If you own property and wish to make it a whitetail paradise, consider buying and planting some. In only five years, they will begin producing protein-rich, antler growing mast.

Soft Mast
Soft mast includes many trees and bushes that produce soft, fleshy, fruit-like food such as persimmons, apples, pears, plums, black locust and many more. Deer will often travel long distances—a mile or more—to get a taste of an apple from a dropping apple tree. It’s the same thing with pears. That’s why some of the deadliest deerstand locations are near old, abandoned homesteads whose unkempt orchards still produce fruit. The trouble with soft mass is that their fruits tend to ripen in late summer and early autumn, before the hunting season begins in most areas. Still, if you can find a clump of persimmons or plums in October, you can bet you will also find deer in droves.


Plant and Tree ID
To quickly learn myriad tree and plant types, a picture is worth a thousand words.
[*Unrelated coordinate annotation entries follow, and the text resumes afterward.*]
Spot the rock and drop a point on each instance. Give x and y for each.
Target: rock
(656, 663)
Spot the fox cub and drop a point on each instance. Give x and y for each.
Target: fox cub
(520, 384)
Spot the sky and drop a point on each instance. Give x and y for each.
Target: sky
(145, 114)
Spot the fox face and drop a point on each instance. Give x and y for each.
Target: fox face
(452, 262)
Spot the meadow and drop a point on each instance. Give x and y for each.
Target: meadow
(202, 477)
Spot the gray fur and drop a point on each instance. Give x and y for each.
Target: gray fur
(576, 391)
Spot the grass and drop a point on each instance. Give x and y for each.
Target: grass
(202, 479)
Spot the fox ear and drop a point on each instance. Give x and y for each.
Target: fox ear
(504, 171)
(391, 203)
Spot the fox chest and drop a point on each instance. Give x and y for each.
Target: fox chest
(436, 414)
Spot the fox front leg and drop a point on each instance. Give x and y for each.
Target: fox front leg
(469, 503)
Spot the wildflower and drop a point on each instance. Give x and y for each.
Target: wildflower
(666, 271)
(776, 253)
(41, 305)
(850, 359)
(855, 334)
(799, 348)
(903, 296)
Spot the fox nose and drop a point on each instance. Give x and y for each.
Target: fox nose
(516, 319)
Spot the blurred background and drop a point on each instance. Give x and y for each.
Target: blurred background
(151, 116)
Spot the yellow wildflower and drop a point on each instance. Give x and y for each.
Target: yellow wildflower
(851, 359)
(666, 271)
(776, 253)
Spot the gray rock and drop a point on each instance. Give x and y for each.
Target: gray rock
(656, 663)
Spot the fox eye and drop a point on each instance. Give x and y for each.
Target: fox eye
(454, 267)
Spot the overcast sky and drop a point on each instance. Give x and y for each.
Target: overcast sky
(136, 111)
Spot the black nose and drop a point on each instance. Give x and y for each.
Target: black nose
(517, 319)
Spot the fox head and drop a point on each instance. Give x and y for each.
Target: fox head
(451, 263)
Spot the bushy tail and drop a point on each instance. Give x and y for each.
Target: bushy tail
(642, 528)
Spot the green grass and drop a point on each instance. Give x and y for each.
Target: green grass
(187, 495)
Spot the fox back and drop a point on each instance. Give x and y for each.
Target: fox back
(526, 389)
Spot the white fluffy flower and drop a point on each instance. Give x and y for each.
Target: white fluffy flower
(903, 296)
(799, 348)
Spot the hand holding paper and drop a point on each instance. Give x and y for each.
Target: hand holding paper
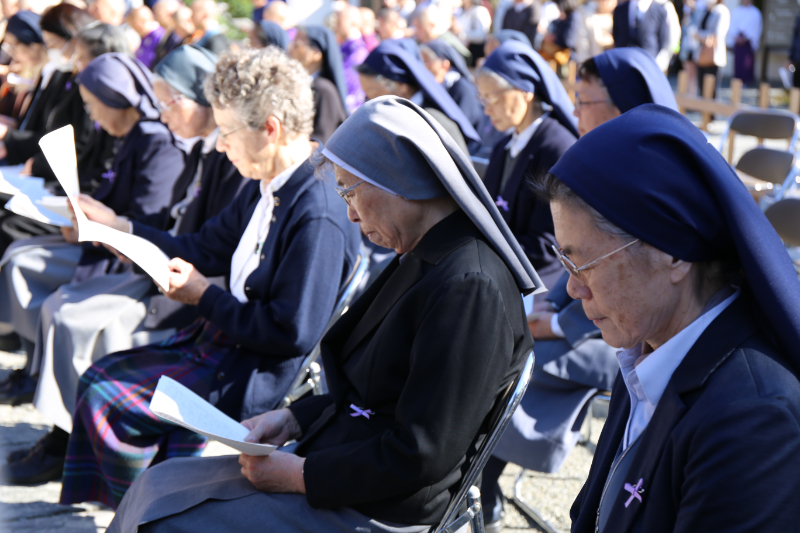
(59, 149)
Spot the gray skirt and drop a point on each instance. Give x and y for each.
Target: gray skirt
(199, 494)
(79, 324)
(31, 269)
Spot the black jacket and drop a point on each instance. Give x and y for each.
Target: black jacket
(720, 453)
(528, 218)
(428, 348)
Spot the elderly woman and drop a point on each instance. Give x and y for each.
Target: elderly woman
(287, 248)
(391, 69)
(118, 94)
(82, 322)
(698, 292)
(414, 367)
(316, 48)
(572, 360)
(521, 93)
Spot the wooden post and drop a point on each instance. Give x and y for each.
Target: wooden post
(794, 100)
(572, 78)
(736, 98)
(683, 87)
(709, 84)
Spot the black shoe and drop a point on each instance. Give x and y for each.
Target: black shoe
(17, 388)
(10, 342)
(44, 462)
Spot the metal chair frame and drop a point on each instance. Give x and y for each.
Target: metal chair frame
(767, 112)
(308, 378)
(452, 521)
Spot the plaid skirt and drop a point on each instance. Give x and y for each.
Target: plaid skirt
(115, 437)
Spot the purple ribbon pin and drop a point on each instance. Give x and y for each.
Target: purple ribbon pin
(360, 412)
(502, 204)
(635, 492)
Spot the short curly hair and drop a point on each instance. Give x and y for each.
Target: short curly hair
(262, 83)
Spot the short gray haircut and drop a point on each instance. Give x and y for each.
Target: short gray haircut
(262, 83)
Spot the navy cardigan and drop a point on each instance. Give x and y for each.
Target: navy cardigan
(528, 218)
(720, 453)
(308, 255)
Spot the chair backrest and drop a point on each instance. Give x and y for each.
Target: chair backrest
(508, 404)
(342, 305)
(784, 215)
(767, 164)
(764, 124)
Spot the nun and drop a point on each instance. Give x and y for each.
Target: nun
(269, 33)
(521, 93)
(82, 322)
(413, 368)
(697, 291)
(450, 70)
(573, 362)
(391, 70)
(118, 94)
(315, 47)
(287, 247)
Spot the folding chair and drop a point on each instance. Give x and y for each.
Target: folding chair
(763, 124)
(468, 492)
(309, 377)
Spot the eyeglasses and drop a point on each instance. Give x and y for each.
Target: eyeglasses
(491, 99)
(579, 103)
(345, 193)
(575, 270)
(225, 135)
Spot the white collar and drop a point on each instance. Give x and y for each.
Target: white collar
(520, 140)
(279, 180)
(655, 370)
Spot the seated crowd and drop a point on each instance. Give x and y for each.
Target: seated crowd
(606, 230)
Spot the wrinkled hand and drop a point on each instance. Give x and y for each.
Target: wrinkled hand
(540, 326)
(101, 213)
(278, 472)
(186, 284)
(273, 427)
(70, 234)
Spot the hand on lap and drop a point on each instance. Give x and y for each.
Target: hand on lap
(186, 284)
(279, 472)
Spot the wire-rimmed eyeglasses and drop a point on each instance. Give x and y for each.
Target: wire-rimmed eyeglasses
(345, 193)
(575, 270)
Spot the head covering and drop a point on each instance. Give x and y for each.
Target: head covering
(445, 51)
(121, 81)
(633, 78)
(424, 162)
(525, 69)
(274, 34)
(675, 192)
(324, 40)
(25, 27)
(391, 60)
(186, 68)
(512, 35)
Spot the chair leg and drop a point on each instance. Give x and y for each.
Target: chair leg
(529, 511)
(474, 503)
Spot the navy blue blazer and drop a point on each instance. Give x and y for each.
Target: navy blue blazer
(528, 218)
(148, 162)
(308, 255)
(721, 451)
(651, 34)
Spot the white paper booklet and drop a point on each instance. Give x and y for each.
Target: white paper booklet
(59, 149)
(175, 403)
Study images of trees and their respective fruits listed here so you can identify them on your hunting property. Insightful plant and tree books abound in hard copy—What Tree Is That? by the Arbor Day Foundation is a good one—and in digital form on the web. There are also several interactive Apps available for your smartphone such as PlantNet. Download one so you can use it while in the field. Your goal is to become a deer food expert, because learning what deer eat is part of the process of becoming a deer hunting expert.